Die Wortwahl des CDU-Vorsitzenden ist kein „Ausrutscher“: Schon im vergangenen September hat Friedrich Merz im Zusammenhang mit Geflüchteten aus der Ukraine von „Sozialtourismus“ gesprochen – das Wort wurde 2022 auf Platz zwei als „Unwort des Jahres 2022“ gewählt. 2013 lag es auf Platz eins. Die Jury der Negativauszeichnung sah in dem Wortgebrauch „eine Diskriminierung derjenigen Menschen, die vor dem Krieg auf der Flucht sind und in Deutschland Schutz suchen“. Außerdem verschleiere das Wort ihr Recht darauf.
In die gleiche Kerbe schlägt die FDP, wenn sie „Anreize zur irregulären Migration nach Deutschland“ durch „Sachleistungen“ reduzieren und damit die Abschreckungskonzepte der 80er und 90er Jahre wieder aus der Mottenkiste holen will.
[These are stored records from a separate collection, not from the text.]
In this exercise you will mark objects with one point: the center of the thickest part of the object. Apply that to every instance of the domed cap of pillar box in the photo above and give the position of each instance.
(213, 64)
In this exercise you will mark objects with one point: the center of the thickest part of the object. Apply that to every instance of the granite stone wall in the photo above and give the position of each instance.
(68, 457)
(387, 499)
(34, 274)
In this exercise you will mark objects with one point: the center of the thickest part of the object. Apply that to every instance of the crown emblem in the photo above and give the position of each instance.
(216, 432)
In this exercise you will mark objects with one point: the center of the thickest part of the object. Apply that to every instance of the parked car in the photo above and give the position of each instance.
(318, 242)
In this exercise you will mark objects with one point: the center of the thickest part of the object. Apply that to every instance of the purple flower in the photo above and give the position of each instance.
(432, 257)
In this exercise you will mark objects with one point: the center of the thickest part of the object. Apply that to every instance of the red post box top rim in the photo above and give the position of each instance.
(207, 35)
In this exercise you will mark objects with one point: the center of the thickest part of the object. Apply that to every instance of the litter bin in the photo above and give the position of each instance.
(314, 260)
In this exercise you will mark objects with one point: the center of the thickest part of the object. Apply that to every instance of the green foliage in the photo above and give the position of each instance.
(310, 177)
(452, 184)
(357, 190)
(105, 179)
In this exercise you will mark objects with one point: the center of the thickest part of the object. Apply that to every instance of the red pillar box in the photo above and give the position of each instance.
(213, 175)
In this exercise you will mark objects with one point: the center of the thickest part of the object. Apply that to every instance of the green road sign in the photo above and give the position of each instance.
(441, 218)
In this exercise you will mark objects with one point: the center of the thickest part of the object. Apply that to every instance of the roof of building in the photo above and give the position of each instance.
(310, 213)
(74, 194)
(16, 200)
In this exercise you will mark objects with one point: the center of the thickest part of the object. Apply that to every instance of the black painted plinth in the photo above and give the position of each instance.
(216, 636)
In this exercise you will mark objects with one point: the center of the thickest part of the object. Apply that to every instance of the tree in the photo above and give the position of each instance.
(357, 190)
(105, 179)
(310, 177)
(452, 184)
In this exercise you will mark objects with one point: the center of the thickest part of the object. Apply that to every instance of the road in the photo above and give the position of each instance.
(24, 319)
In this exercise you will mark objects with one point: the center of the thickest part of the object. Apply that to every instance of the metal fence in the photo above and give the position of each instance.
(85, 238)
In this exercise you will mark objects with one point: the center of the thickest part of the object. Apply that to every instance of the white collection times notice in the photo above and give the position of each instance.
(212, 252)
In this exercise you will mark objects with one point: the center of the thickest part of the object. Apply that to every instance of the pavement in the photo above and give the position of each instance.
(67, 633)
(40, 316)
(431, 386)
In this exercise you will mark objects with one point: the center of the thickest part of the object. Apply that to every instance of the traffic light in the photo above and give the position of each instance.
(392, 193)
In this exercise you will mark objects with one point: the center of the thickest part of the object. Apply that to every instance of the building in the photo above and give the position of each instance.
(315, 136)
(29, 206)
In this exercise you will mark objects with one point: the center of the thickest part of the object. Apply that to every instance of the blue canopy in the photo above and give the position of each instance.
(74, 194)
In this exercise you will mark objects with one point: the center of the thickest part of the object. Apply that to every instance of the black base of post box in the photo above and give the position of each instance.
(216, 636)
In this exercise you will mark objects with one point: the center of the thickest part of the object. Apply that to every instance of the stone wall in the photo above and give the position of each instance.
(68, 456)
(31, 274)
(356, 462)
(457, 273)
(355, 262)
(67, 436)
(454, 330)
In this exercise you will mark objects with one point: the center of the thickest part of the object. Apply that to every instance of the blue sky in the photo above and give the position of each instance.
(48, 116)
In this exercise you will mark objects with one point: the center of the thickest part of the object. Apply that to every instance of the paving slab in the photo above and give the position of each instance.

Flüchtling sind nicht „irregulär“, sie nehmen ein Grundrecht in Anspruch. Kein Flüchtling flieht freiwillig. Kein Flüchtling wird sich von einer Flucht von der Aussicht abhalten lassen, in Deutschland nur eingeschränkte Sachleistungen zu erhalten. Aber die schäbige Behandlung von Geflüchteten durch Lagerisolierung, Arbeitsverbote und eingeschränkte Sachleistungen bleibt natürlich nicht ohne Folgen für die Lebensperspektiven und für die Wahrnehmung von Geflüchteten in Deutschland. Im Übrigen hat sie auch Folgen für die sog. „Fachkräfte“, die sich angesichts solcher Töne in unserem Land immer weniger „willkommen“ fühlen.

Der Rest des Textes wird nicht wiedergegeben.